L’artista messicana Elina Chauvet, nell’opera Zapatos Rojas, ha ricordato con scarpe rosse, come il sangue, le centinaia di donne rapite, stuprate e uccise a Ciudad Juàrez, al confine con gli Stati Uniti, dove dal 1993 si sono moltiplicati gli atti di violenza sempre senza alcuna considerazione dalle autorità. Ed è lì che l’artista ha realizzato la prima installazione con centinaia di scarpe rosse, a simboleggiare il sangue versato dalle donne. 

Da allora le scarpe rosse hanno fatto la loro comparsa in ogni parte del mondo e raccontano una silenziosa marcia femminile per il diritto di esistere senza essere oggetto di violenza.

I centri antiviolenza

Sono i luoghi in cui si offre consulenza e accoglienza alle donne che stiano subendo o abbiano subito violenza. Rappresentano gli unici posti sicuri a cui rivolgersi in stato di necessità, però soffrono da sempre una cronica e strutturale mancanza di fondi.

Al momento si conosce lo stanziamento di circa sei milioni di euro fatto dal Dipartimento per le Pari Opportunità, diretto dalla ministra Elena Bonetti, per consentire alle Regioni di potenziare i servizi di protezione. Solo in dieci, fra cui il Veneto, hanno reso noto come sono stati impiegati i fondi e la maggior parte di essi viene spesa per aiutare le donne a rifarsi una vita.

(La scorsa settimana è stato presentato in Consiglio dei Ministri il Piano strategico nazionale sulla violenza maschile contro le donne 2021-2023, con un investimento in legge di bilancio pari a 30 milioni di euro, cui si aggiungono 5 milioni di euro per l’attuazione del Piano e altrettanti per l’attuazione del Piano parità, ndr). 

La responsabilità di educare

C’è un aspetto che non andrebbe sottovalutato: ben vengano i discorsi e le analisi fatte nella giornata del 25 novembre, ne sentiremo parecchi, ma non va sottovalutata l’azione educativa che possono svolgere, ogni giorno, le scuole e le donne.

Questo è un argomento spinoso che si preferisce non toccare, ma pare evidente che uomini violenti siano stati bambini e abbiano ricevuto esempi e insegnamenti che li hanno portati a credere alla loro presunta superiorità sulle donne, fino alla sopraffazione.

Non va poi dimenticato che il linguaggio crea i significati, li conserva e li trasmette: è portatore di rappresentazioni, valori morali, stereotipi, pregiudizi e condiziona il comportamento dei parlanti.

Due bambine si divertono con un classico “gioco da maschi”. Foto di Foto di Polesie ToysPexels.

Quante frasi fatte, luoghi comuni, proverbi hanno avallato e continuano a favorire un ordine gerarchico che sminuisce o ignora il merito delle donne?

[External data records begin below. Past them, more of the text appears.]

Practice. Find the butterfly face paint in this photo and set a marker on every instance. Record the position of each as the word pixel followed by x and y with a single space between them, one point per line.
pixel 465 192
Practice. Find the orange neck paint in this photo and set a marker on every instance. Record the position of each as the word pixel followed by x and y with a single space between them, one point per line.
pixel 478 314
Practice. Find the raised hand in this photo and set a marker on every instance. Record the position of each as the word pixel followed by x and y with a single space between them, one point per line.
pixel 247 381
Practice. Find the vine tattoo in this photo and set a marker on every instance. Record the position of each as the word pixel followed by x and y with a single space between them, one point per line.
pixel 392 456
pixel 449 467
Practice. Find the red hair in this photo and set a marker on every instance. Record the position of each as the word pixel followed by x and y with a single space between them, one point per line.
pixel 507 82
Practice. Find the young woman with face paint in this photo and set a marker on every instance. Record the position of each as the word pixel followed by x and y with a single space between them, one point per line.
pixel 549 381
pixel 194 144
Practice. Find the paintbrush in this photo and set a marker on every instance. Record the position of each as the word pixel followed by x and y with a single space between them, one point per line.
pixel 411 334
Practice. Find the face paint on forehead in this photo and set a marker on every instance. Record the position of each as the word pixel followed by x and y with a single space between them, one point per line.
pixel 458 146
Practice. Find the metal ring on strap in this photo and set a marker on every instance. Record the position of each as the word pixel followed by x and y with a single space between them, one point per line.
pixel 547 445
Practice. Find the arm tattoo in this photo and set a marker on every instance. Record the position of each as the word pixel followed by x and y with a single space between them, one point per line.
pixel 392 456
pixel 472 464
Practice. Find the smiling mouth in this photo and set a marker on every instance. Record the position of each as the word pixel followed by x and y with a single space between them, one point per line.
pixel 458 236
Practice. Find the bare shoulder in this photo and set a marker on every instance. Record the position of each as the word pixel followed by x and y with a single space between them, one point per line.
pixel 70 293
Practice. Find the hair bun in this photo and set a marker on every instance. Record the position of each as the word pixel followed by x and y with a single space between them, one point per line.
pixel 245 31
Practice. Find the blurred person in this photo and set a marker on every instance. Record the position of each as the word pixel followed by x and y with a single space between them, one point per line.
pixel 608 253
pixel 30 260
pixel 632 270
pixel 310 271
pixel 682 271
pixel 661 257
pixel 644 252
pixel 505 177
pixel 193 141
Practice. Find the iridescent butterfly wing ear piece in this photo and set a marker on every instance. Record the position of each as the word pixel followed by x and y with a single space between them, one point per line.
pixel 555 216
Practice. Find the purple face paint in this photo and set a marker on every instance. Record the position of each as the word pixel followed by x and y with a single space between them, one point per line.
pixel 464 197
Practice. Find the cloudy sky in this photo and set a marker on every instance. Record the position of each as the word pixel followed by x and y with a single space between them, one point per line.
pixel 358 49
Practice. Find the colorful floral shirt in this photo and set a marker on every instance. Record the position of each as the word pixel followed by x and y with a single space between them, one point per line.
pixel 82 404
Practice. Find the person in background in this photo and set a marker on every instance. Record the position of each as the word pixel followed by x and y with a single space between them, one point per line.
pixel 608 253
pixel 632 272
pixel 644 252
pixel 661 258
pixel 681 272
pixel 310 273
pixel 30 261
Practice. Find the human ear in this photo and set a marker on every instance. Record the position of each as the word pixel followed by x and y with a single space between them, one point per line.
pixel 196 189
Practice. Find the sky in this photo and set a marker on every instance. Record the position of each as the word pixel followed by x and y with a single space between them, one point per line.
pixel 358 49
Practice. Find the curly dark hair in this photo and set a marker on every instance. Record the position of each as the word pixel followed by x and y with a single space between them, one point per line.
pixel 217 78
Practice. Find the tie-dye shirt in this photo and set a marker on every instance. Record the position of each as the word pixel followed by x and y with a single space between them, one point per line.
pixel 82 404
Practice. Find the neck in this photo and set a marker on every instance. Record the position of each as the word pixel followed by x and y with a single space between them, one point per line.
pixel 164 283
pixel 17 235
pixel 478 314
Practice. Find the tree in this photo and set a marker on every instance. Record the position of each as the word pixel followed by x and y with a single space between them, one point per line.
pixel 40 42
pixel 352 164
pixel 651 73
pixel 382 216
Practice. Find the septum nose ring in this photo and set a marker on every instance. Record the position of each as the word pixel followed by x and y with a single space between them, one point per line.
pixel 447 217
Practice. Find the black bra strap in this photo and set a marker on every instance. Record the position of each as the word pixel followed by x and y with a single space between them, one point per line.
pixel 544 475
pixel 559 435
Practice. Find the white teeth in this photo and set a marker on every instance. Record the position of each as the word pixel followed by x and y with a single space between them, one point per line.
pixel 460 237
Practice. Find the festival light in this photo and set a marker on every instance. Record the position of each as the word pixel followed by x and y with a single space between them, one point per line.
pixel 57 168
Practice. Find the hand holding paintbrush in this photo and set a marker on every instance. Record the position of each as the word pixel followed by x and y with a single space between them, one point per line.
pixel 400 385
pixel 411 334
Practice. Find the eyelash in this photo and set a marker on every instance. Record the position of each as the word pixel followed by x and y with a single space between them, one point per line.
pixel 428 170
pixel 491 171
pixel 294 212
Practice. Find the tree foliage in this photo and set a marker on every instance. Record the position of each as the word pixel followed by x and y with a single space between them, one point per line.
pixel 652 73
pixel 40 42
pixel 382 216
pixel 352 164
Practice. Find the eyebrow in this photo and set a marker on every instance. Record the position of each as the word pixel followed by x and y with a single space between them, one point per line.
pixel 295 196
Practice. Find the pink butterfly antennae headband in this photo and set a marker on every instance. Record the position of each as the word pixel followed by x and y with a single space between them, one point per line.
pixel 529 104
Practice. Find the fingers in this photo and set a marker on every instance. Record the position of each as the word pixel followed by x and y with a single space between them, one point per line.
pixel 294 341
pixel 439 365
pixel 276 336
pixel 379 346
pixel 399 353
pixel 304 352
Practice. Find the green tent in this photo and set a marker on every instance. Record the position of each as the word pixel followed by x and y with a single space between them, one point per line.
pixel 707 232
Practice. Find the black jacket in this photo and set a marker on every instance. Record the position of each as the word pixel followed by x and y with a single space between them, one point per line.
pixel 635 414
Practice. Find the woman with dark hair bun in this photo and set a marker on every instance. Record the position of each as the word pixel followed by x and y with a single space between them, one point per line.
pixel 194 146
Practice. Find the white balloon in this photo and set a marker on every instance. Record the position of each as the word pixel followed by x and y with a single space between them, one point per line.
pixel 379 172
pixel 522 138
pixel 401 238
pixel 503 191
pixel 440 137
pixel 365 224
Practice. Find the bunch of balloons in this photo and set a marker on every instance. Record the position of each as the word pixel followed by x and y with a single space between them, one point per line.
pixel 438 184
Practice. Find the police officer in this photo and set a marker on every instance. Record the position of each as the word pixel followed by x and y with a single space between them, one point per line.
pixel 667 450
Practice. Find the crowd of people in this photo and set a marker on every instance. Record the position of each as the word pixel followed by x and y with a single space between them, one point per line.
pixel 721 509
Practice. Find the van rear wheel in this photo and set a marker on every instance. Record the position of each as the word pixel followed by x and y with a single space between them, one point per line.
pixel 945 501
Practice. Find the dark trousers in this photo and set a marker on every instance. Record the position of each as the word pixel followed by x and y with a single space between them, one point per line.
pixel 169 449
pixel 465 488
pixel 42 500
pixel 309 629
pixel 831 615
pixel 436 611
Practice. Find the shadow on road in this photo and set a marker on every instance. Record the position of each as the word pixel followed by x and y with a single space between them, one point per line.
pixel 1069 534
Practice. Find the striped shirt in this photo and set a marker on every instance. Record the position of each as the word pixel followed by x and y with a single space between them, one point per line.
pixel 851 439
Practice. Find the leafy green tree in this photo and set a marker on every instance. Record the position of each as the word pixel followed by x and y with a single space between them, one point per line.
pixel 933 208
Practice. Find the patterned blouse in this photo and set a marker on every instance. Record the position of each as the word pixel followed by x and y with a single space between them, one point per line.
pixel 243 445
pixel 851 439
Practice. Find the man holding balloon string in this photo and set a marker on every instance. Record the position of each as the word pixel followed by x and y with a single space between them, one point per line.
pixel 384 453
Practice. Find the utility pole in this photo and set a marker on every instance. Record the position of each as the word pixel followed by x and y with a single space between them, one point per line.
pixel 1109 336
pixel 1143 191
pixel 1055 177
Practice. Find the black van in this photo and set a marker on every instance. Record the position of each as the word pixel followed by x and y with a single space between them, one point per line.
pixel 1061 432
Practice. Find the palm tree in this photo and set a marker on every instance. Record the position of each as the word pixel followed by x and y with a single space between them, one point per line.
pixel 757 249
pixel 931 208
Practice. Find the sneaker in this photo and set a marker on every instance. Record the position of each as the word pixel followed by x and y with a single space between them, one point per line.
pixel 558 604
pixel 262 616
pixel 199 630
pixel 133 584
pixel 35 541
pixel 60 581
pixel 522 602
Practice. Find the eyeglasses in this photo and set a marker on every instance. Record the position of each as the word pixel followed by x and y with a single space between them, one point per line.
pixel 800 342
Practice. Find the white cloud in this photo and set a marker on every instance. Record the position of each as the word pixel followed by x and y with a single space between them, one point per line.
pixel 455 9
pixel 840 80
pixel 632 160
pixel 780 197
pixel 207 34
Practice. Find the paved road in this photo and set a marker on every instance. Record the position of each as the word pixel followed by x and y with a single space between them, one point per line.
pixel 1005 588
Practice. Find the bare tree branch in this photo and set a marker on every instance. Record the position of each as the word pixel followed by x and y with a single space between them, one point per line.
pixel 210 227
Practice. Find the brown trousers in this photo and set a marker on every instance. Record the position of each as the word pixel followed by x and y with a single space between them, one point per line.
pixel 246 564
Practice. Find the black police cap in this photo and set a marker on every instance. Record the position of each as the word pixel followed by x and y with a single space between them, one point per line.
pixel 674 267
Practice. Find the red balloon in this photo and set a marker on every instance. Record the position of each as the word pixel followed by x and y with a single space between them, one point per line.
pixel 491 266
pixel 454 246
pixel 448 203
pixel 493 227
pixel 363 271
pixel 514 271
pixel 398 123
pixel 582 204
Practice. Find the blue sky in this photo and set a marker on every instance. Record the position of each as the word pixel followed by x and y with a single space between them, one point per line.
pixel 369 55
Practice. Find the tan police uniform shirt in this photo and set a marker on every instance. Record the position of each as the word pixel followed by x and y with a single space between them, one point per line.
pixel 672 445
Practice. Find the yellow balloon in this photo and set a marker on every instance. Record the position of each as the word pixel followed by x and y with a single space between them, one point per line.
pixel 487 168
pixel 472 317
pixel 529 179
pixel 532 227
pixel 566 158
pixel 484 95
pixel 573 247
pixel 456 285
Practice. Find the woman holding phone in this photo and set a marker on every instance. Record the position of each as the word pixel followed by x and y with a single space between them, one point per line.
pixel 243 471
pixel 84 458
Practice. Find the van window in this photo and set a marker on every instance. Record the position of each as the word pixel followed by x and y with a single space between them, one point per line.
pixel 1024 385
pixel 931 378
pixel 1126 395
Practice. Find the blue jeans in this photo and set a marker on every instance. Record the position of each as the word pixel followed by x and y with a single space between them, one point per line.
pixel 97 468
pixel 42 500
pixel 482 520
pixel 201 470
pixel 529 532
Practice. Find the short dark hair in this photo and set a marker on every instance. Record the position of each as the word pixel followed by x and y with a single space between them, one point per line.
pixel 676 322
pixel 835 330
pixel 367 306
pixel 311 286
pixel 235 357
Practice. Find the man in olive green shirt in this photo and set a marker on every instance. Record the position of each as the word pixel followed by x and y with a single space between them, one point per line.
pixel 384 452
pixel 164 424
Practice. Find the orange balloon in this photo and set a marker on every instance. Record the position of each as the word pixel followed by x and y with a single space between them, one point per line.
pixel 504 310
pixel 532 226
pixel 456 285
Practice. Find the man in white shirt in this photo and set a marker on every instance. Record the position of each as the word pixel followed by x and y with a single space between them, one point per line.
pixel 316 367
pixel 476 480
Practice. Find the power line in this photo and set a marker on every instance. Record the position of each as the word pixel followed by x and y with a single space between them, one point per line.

Pensiamo ai titoli politici e professionali, per esempio, quasi fosse più autorevole dire ingegnere e non ingegnera, medico e non medica, sindaco e non sindaca, ministro e non ministra, termini attestati nei dizionari fin dagli anni Settanta del secolo scorso, eppure ancora scarsamente usati quando non derisi.

Non siamo più nell’Ottocento, si dirà, vero. Eppure persiste un modo diverso di educare i bambini e le bambine, dando loro più o meno consapevolmente una altrettanto diversa prospettiva di vita.

Raramente si regalano armi giocattolo e automobiline alle bimbe, e ai ragazzi difficilmente si regalano scopa e paletta, bambolotti e tegamini. I bambini si preparano così ad avere il potere fuori e dentro casa, alle bimbe resterà il dominio della cucina e il compito di cura.

A fronte della scarsità di fondi messi a disposizione per la prevenzione, la promessa di un futuro senza violenza sulle donne sembra riposto in gran parte nei giovani genitori e negli/nelle insegnanti, che sappiano trasmettere valori ed esempi sostanziali di parità e rispetto a quelli che saranno gli adulti di domani.